Existe, nas margens do tempo, um espaço que não nomeamos jamais. Tocamo-lo levemente, atravessamo-lo sem o saber. É a sombra deixada por uma alegria demasiado intensa, ou o rasto indecifrável de uma palavra que não ousámos proferir. Esse espaço – essa lacuna – é o preciso lugar onde se acumulam os nossos fracassos. Não as falhas visíveis, as registadas pela história e que tranquilizam o juízo humano, mas as perdas mínimas, as perdas silenciosas, as perdas que cometemos por ignorância do nosso próprio valor.

Um dia, descobrimos que o que deixámos escapar não foi um momento, nem um gesto insignificante: fomos nós próprios. Tal como nas Metamorfoses de Ovídio, é justamente onde o esquecimento mergulha os seres noutras formas, que nos tornamo o eco negado do que poderíamos ter sido. Ovídio sabia que o silêncio não é uma mera retirada, mas um poder ambíguo. Nas tragédias gregas, é uma arma: na boca de Electra, o silêncio torna-se revolta; na de Antígona, desafio; na de Niobe, petrificação. No entanto, nós, modernos, confundimos muitas vezes silêncio com desaparecimento. Acreditamos que, ao suprimir os nossos desejos, ganhamos tempo; que, ao diminuir a nossa própria luz, servimos o mundo. Mas o silêncio, quando não é escolhido, esculpe um vazio interior onde tudo o que poderia florescer é sepultado.

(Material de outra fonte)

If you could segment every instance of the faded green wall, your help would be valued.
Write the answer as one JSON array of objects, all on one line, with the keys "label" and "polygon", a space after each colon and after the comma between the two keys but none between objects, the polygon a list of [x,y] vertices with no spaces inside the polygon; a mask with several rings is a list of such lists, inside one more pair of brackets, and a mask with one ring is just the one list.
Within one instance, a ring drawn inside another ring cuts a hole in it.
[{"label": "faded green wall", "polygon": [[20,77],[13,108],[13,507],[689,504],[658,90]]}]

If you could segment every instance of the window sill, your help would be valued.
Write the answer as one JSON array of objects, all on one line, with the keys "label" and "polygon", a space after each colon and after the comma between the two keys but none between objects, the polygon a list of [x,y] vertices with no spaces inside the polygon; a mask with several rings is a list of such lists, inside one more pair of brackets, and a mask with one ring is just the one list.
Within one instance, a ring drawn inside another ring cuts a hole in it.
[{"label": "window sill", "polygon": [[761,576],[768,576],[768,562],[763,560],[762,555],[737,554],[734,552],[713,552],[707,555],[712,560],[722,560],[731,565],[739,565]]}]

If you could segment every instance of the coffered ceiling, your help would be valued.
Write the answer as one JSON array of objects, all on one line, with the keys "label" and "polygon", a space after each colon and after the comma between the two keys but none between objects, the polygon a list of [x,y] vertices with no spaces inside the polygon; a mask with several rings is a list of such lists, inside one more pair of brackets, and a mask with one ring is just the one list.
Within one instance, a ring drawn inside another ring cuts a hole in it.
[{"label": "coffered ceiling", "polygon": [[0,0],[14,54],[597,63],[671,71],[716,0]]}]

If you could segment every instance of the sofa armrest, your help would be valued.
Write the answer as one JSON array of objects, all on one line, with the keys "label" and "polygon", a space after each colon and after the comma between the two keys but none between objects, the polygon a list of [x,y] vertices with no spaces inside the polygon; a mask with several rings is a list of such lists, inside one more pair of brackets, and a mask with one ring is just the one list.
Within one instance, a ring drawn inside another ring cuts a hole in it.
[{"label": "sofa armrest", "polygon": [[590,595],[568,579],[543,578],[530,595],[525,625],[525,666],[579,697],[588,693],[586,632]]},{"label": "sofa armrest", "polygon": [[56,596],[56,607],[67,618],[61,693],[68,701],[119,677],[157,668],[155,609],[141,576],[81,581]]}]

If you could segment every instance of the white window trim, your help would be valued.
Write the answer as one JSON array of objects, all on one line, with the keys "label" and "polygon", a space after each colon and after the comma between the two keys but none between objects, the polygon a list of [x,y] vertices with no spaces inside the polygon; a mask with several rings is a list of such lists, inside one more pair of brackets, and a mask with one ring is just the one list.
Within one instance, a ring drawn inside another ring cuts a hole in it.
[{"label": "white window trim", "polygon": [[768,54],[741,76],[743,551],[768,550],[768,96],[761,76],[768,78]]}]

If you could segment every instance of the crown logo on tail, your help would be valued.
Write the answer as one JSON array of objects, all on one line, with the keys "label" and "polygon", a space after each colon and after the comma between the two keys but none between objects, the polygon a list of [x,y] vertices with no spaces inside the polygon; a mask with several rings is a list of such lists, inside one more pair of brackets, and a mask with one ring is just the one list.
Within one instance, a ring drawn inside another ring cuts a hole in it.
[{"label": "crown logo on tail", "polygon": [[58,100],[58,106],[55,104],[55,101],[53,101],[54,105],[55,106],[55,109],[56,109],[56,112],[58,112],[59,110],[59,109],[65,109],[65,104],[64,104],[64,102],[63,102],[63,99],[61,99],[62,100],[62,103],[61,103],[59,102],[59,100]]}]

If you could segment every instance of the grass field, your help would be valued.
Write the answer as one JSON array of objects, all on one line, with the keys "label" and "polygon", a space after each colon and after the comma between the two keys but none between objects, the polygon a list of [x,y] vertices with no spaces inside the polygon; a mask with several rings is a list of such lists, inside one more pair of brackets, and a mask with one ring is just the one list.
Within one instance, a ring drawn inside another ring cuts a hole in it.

E quantas vezes não nos sujeitámos ao domínio dessa humildade insensata que alberga o medo, disfarçando-o de virtude? Dizemo-nos que é nobre apagarmo-nos; chamamos-lhe paciência, contenção, discrição. Mas, na verdade, é uma lenta deserção. É assim que perdemos o nosso lugar no coro humano, um pouco como Orfeu perdendo Eurídice: virando a cabeça no momento errado, duvidando do que levamos connosco e do que nos segue.

O que se perde por falta de autoconhecimento não pode ser recuperado como um objeto extraviado. É um fio partido na trama do destino. Non exiguum temporis habemus, sed multum perdidimus – diz-nos Séneca: não é que nos falte tempo;........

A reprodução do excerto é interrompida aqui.